Trois secteurs ferment ou conditionnent la discussion et sont vérifiés systématiquement : la zone agricole Ac, en interdiction de construire pour la protection du captage de la Dame, le secteur UDd en assainissement spécifique et le secteur UDp sous prescriptions paysagères.
Le seuil des 40 m² : un droit de zone urbaine, pas un droit communal
C'est le seuil qui décide du calendrier. Le régime de droit commun : dispense de formalité jusqu'à 5 m² de surface de plancher ou d'emprise au sol, déclaration préalable de 5 à 20 m², permis de construire au-delà. Les articles R. 421-14 et R.
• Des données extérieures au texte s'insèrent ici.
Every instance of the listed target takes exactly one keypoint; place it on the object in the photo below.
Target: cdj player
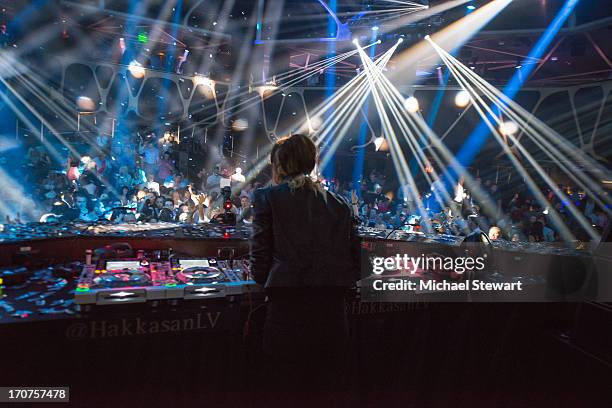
(147, 278)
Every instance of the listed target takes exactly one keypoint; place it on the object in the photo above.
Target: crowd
(134, 181)
(513, 215)
(138, 181)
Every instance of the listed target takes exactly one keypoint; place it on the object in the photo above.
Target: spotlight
(315, 123)
(204, 81)
(266, 89)
(411, 104)
(378, 142)
(208, 85)
(136, 69)
(508, 128)
(240, 125)
(462, 99)
(86, 104)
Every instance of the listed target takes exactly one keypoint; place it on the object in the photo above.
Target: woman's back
(303, 238)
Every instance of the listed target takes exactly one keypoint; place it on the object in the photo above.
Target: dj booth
(167, 314)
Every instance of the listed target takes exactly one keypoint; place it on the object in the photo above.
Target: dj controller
(160, 275)
(138, 303)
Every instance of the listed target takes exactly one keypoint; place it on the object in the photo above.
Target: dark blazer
(303, 239)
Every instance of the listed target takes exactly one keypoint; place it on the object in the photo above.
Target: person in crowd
(150, 154)
(85, 207)
(495, 233)
(245, 212)
(300, 233)
(165, 167)
(151, 184)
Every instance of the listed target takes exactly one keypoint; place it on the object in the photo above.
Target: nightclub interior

421-17 du code de l'urbanisme portent ce plafond de 20 à 40 m² pour les extensions de bâtiments existants situés en zone urbaine d'un plan local d'urbanisme. Montélimar en possède un, exclusivement communal : le relèvement s'y applique, mais dans les seules zones U du document. Or le zonage compte aussi des zones à urbaniser, agricoles et naturelles, où le plafond reste à 20 m².
Deux réserves : entre 20 et 40 m², le permis redevient obligatoire si l'opération porte le total du bâtiment au-delà de 150 m² ; et l'aspect extérieur reste soumis à autorisation en abords de monument historique.
Emprise nouvelle et zonage inondation en révision : le filtre qui précède le dessin
C'est la particularité montilienne la plus lourde de conséquences.
Trois procédures de plan de prévention des risques naturels inondation du bassin « Rhône » coexistent : le plan d'exposition aux risques 26DDT20050007, avec une zone R très exposée en interdiction et une zone B1 en prescriptions ; le plan de surfaces submersibles sud 26DDT20050010 ; et une révision active du plan d'exposition aux risques, référencée PPRN-I_2026_0050, dernière modification enregistrée le 13 août 2026.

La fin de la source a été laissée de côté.